Искра повесил голову, закусил губы. Между тем излишняя строгость боярина объяснялась на самом деле просто. Темны зимние вечера – и оттого кромешными этими вечерами часто думается о таком, чего нипочём не вспомнишь весёлой летней порой. И что было тому виною – то ли путешествие в Роскильде, то ли состязание Харальда с Крапивой Суворовной возле ладожских стен, когда Харальд решил заместить Искру, хотя спознаться-сдружиться с ним тогда ещё не успел… А только часто думал боярин Пенёк о том дне, уже отошедшем в былое. И вспоминал его с горечью и досадой. Так, словно именно тогда пролегла последняя межа в их с Сувором давней и глупой распре. Межа, которую на старости лет хотелось стереть. У Сувора дочь,отбрасывая упрямство и гордость, трезво размышлял Твердислав. Небось, тоже рад бы внуков понянчить… давно пора, только поди дождись от неё, лютой… А у меня сын… Не такие враги меж собою роднились, вдовые оба… детей-внуков сообща вразумляли…
Ко всему прочему, у Твердяты на корабле и без Искры народу было достаточно. Сам Пенёк с малой дружиной, младшие слы, придирчиво отобранные князем Вадимом взамен прежних, что ездили с Твердятой к датчанам, – те большей частью были Рюриковыми людьми и, возвратясь из-за моря, остались в Ладоге. Твердята, надобно сказать, расстался с ними дружески и теперь крепко надеялся – замолвят за него доброе словечко перед своим князем!.. В итоге пришлось ссадить на берег половину Харальдовых датчан, обычно ходивших на корабле. Осталась одна полная смена гребцов, и Харальд сказал:
– Что ж! Нам не за добычей гоняться и не от врагов удирать!

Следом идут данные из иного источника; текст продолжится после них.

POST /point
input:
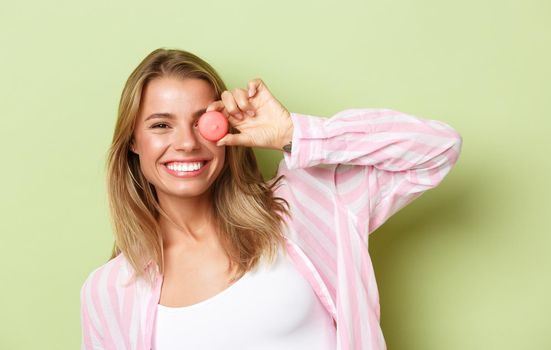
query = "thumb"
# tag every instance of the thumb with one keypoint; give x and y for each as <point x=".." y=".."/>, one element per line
<point x="232" y="140"/>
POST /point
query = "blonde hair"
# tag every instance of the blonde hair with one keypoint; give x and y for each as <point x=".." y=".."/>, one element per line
<point x="248" y="216"/>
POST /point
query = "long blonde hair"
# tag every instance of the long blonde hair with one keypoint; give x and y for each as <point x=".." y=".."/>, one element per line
<point x="248" y="216"/>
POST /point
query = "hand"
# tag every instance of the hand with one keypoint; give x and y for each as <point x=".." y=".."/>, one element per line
<point x="260" y="118"/>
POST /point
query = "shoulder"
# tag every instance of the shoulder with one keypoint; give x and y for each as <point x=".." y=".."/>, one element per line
<point x="105" y="279"/>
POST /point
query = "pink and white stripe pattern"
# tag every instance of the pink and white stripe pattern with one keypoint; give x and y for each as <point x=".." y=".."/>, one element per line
<point x="346" y="175"/>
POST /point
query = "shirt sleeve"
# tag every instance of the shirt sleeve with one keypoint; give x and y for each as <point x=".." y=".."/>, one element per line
<point x="383" y="158"/>
<point x="90" y="337"/>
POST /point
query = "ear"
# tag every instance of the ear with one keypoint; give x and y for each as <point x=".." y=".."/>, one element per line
<point x="132" y="146"/>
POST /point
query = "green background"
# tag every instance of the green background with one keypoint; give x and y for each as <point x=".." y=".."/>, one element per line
<point x="466" y="266"/>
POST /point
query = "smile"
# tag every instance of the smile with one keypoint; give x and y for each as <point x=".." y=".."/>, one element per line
<point x="179" y="169"/>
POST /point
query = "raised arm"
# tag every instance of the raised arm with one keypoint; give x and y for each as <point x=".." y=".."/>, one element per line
<point x="384" y="158"/>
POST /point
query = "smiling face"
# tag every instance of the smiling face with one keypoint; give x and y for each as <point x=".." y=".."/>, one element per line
<point x="174" y="157"/>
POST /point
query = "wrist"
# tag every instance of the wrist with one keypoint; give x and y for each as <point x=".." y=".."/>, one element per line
<point x="285" y="142"/>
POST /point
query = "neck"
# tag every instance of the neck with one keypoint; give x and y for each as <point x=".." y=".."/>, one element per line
<point x="193" y="221"/>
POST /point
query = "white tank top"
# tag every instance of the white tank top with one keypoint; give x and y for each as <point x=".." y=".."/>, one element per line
<point x="271" y="308"/>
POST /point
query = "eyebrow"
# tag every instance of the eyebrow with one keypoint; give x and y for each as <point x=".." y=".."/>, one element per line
<point x="196" y="114"/>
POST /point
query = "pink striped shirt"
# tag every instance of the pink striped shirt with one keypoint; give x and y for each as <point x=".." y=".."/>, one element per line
<point x="346" y="175"/>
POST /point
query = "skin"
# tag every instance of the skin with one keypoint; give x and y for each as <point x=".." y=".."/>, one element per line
<point x="192" y="249"/>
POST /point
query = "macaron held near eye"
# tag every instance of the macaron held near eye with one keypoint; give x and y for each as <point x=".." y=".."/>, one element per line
<point x="213" y="125"/>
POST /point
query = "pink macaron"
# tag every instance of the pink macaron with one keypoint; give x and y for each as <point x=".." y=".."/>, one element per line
<point x="213" y="125"/>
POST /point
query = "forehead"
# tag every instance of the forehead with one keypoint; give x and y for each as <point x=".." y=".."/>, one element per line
<point x="175" y="95"/>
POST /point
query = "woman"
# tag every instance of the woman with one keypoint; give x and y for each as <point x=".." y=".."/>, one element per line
<point x="208" y="255"/>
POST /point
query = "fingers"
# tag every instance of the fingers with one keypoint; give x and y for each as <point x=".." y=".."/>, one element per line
<point x="215" y="106"/>
<point x="254" y="85"/>
<point x="237" y="103"/>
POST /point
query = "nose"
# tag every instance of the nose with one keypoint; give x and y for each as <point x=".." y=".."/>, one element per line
<point x="187" y="138"/>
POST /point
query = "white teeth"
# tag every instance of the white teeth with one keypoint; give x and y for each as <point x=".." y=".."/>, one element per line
<point x="185" y="166"/>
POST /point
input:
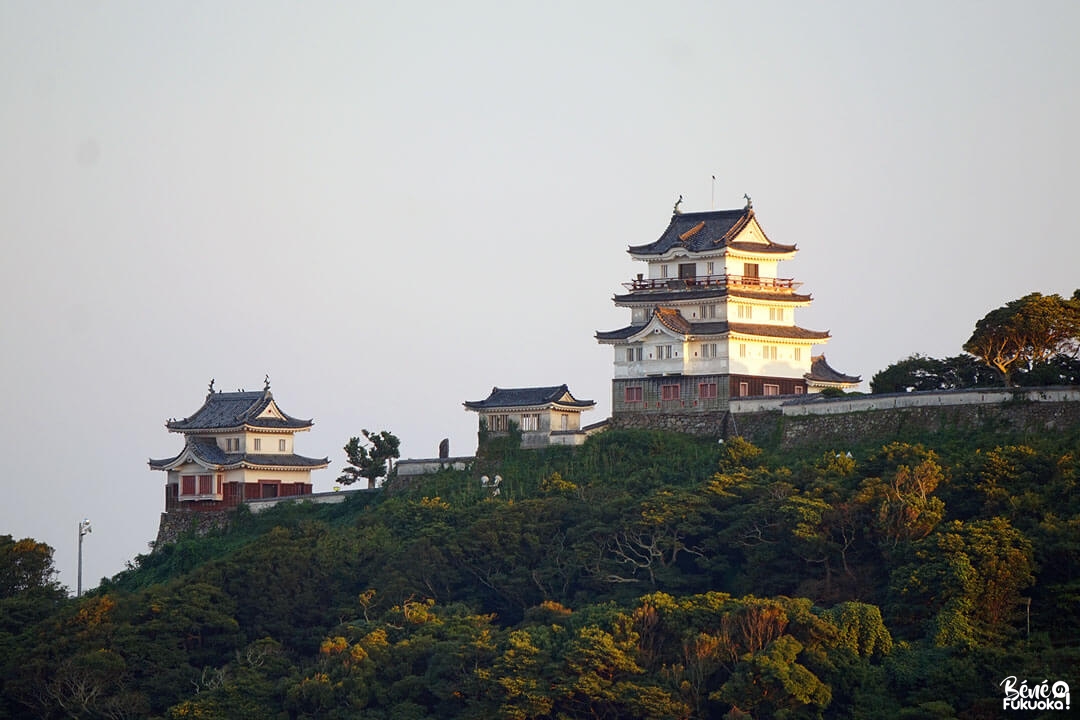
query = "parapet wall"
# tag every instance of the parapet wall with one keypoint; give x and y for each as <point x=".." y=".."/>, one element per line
<point x="787" y="422"/>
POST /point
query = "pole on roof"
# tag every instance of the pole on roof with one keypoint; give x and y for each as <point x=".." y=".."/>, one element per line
<point x="83" y="530"/>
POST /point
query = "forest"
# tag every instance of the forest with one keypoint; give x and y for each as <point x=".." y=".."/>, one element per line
<point x="644" y="574"/>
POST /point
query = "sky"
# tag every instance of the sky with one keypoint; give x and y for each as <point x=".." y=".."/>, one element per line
<point x="391" y="207"/>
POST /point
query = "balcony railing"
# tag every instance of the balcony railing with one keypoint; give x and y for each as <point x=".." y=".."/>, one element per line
<point x="747" y="282"/>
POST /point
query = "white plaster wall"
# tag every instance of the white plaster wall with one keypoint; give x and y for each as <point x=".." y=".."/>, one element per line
<point x="839" y="406"/>
<point x="754" y="363"/>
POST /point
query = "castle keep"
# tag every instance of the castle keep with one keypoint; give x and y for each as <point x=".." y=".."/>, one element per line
<point x="238" y="446"/>
<point x="713" y="321"/>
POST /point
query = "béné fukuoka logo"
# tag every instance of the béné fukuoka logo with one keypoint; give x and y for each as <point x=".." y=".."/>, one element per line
<point x="1039" y="696"/>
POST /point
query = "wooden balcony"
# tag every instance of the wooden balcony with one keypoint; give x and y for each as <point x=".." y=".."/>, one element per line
<point x="743" y="282"/>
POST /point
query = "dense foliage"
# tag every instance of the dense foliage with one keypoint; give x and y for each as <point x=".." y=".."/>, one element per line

– Скоро из Нового Города в Ладогу по Мутной путешествовать можно будет, кольчугу дома забыв, – довольно разгладил бороду Твердислав. – С тех пор как вы с Искрой на Сокольи Мхи бегали, тамошнюю ватагу как морозом побило, не видно, не слышно! Не иначе, страшатся княжьего гнева, в другие места подобру-поздорову перебрались! А у порогов, на волоке, Сувор встретит, за его щитом и до стольной рукой подать будет…
– И без его щита дойдём, – распрямил плечи Харальд. – Свои по всему борту развешаны. Сюда ведь добрались!
– Добрались, – кивнул Твердята. – Только тогда мы домой поспешали. Ныне же станет нас Сувор Несмеяныч с честью и бережением принимать-провожать, как твой родич Хрольв того прежде нас к твоему батюшке провожал!
Харальд подумал и ответил:
– Это хорошо, что ты мне напомнил про Хрольва. Ты поистине мудр, ярл, и счастлив твой конунг, заслуживший перед Богами такого советчика. Думается мне, Сувор Щетина должен будет неплохо принять меня, хотя бы ради моего родства с Хрольвом! И вот тогда-то не назовут меня люди достойным сыном Лодброка, если я не отплачу тебе добром за добро. Ведь, наверное, и от нас с Сувором будет хоть мало зависеть, сколь велика окажется твоя удача в примирении конунгов!